FACHFORUM

Gelber Enzian – Gentiana lutea L.

Von der Signatur zur therapeutischen Anwendung

von Margret Rupprecht

„Jede große Reise beginnt mit einem kleinen Schritt.“ Dieses volkstümliche Sprichwort beschreibt ein Phänomen, das nicht nur für geografische Expeditionen oder – im übertragenen Sinn – für die logistische Bewältigung von Großprojekten gültig ist. Der Satz gilt auch für ein so selbstverständliches Geschehen wie die Nahrungsverarbeitung im Verdauungstrakt.

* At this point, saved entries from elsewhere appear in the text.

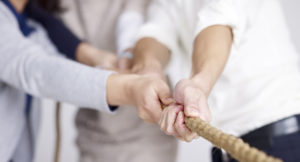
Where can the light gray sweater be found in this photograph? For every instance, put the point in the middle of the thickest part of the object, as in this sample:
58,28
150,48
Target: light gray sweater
32,65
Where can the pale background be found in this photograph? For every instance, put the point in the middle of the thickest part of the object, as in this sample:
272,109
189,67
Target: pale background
197,151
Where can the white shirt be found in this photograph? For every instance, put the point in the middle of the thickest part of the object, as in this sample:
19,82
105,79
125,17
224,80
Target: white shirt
261,81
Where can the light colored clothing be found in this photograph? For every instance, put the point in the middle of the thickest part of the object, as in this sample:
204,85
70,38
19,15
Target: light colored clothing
32,65
122,137
261,81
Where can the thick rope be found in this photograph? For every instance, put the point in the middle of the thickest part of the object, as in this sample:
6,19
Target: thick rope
236,147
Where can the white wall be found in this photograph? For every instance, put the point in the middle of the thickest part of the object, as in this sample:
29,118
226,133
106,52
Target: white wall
197,151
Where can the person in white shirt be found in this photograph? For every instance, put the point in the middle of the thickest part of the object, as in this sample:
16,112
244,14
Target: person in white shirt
112,26
245,70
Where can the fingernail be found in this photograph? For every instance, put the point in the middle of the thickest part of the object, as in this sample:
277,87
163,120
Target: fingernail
170,100
194,112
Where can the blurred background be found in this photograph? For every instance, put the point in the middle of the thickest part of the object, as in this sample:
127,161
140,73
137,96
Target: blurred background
196,151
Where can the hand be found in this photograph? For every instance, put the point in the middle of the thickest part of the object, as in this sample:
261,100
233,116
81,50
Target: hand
147,94
172,123
92,56
124,64
149,68
194,99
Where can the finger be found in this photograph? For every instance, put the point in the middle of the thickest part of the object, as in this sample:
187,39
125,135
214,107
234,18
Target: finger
192,97
164,94
172,113
182,130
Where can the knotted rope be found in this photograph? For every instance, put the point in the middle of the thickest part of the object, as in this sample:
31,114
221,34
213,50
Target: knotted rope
236,147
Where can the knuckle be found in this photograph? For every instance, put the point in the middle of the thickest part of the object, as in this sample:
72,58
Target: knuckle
169,131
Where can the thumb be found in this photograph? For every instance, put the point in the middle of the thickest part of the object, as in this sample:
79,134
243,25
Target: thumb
164,94
196,106
191,104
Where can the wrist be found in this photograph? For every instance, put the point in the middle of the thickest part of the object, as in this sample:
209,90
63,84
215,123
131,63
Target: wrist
203,82
83,54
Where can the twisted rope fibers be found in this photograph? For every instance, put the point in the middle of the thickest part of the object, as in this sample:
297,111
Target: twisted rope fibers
236,147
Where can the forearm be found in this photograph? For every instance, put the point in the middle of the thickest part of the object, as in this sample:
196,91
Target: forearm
118,89
150,52
211,51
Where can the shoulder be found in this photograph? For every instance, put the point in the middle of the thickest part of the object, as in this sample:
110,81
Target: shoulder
6,16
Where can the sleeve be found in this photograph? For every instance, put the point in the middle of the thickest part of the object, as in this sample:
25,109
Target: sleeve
65,41
26,66
160,24
233,13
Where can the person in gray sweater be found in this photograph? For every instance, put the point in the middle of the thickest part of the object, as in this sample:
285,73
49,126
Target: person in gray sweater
30,64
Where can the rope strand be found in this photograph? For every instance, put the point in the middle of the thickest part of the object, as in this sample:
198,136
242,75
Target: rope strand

Vor einigen Jahren gab es einen Schlager, der die Zeile enthielt: „Ich will alles, ich will alles, und zwar sofort….“. So verständlich dieser Wunsch ist, so unrealistisch ist er auch. Alles auf einmal zu wollen, ist Ausdruck kindlichen Ungestüms. Es funktioniert nicht. Mit zunehmendem Alter macht man in der Regel die Erfahrung, dass alles Große nur dann erreichbar ist, wenn man es kleinschrittig angeht, die kleinen Schritte schätzen lernt und ihren Wert erkennt.
Laotse hat es im 63. Spruch seines Tao Te King mit der ihm eigenen Einfachheit und Klarheit so beschrieben:

Unternimm Schweres, solang es leicht ist.
Meistere das Grosse, solang es klein ist.
Denn alles Schwere entspringt aus Leichtem,
alles Große wächst aus Kleinstem.
So das Kleine meisternd,
tut der Weise Großes ohne Großtun.

In diesem Sinne verlangt die Meisterung des „Großen“ zuvor einen Prozess der aufspaltenden Zerteilung. Es braucht die Analyse, die Auflösung, was letztlich nichts anderes ist als eine Zerlegung und Zergliederung einer Einheit in eine Vielheit, eines Ganzen in seine Teile und einer Mischung in ihre Elemente. Auch die Psychoanalyse arbeitet in dieser Weise: Wird ein Mensch von überfordernden Seeleninhalten überschwemmt, hilft ihm die Therapie, das große Problem in kleine, bewältigbare zu zerlegen und es – kleinschrittig – zu lösen.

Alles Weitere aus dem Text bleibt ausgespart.